In contrast, instructors and textbooks in introductory database courses usually explain the behaviour of database queries by showing a series of intermediate tables, each with a few rows of data. As well as showing the logical steps in the execution of the query, such tables also display information about the structure of the part of the database that the query is accessing. This notation is widely believed to be essential in training novices to reason about how queries will behave, and to get them to the point where, like more experienced developers, they only need the query and details about the database’s structure in order to predict a query’s output.
We therefore propose a two-stage study. The first stage will explore how developers with varying levels of experience visualize query execution when no constraints are imposed. The questions we seek to answer are:
* What notations (formal or otherwise) do developers choose to use to visualize the execution of a database query?

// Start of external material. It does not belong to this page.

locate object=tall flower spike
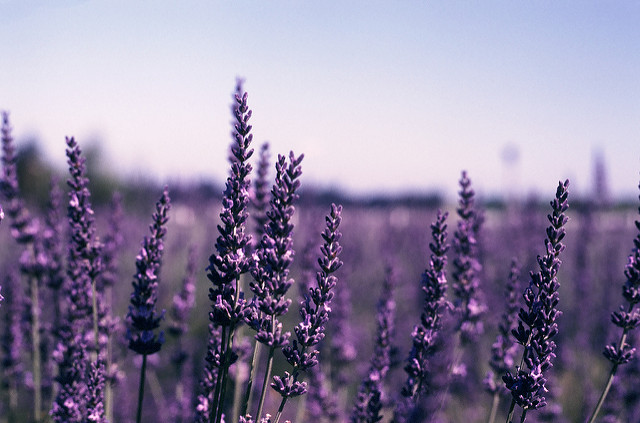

* How do notational choices change if the developers are encouraged to use a particular notation, e.g., entity-relationship diagrams or intermediate tables?
* Do the notations change if the developer do not usually represent queries as SQL statements? (It is increasingly common for developers to interact with databases through some sort of abstraction layer in software, such as an object/relational mapping library.)
* Which parts of the initial information necessary to reason about a database query can be easily represented?
* In what order are the different parts of the visualization drawn?
* How comprehensible are one developer’s drawings to another developer? How comprehensible are a developer’s drawings to the same developer after some time (hours or days) has elapsed?
The answers to these questions will be used to drive the design of a simple query visualization tool for use in teaching and application development. The second part of the study will consist of evaluating this tool by having developers use it to answer questions about the execution of queries analogous to those used in the first half of the study.
Any comments will be appreciated (and if anyone wants to participate in the study I will be very happy to schedule a meeting). Suggestions about how to make the study fun for potential participants are very welcome (I am considering free cookies and coffee).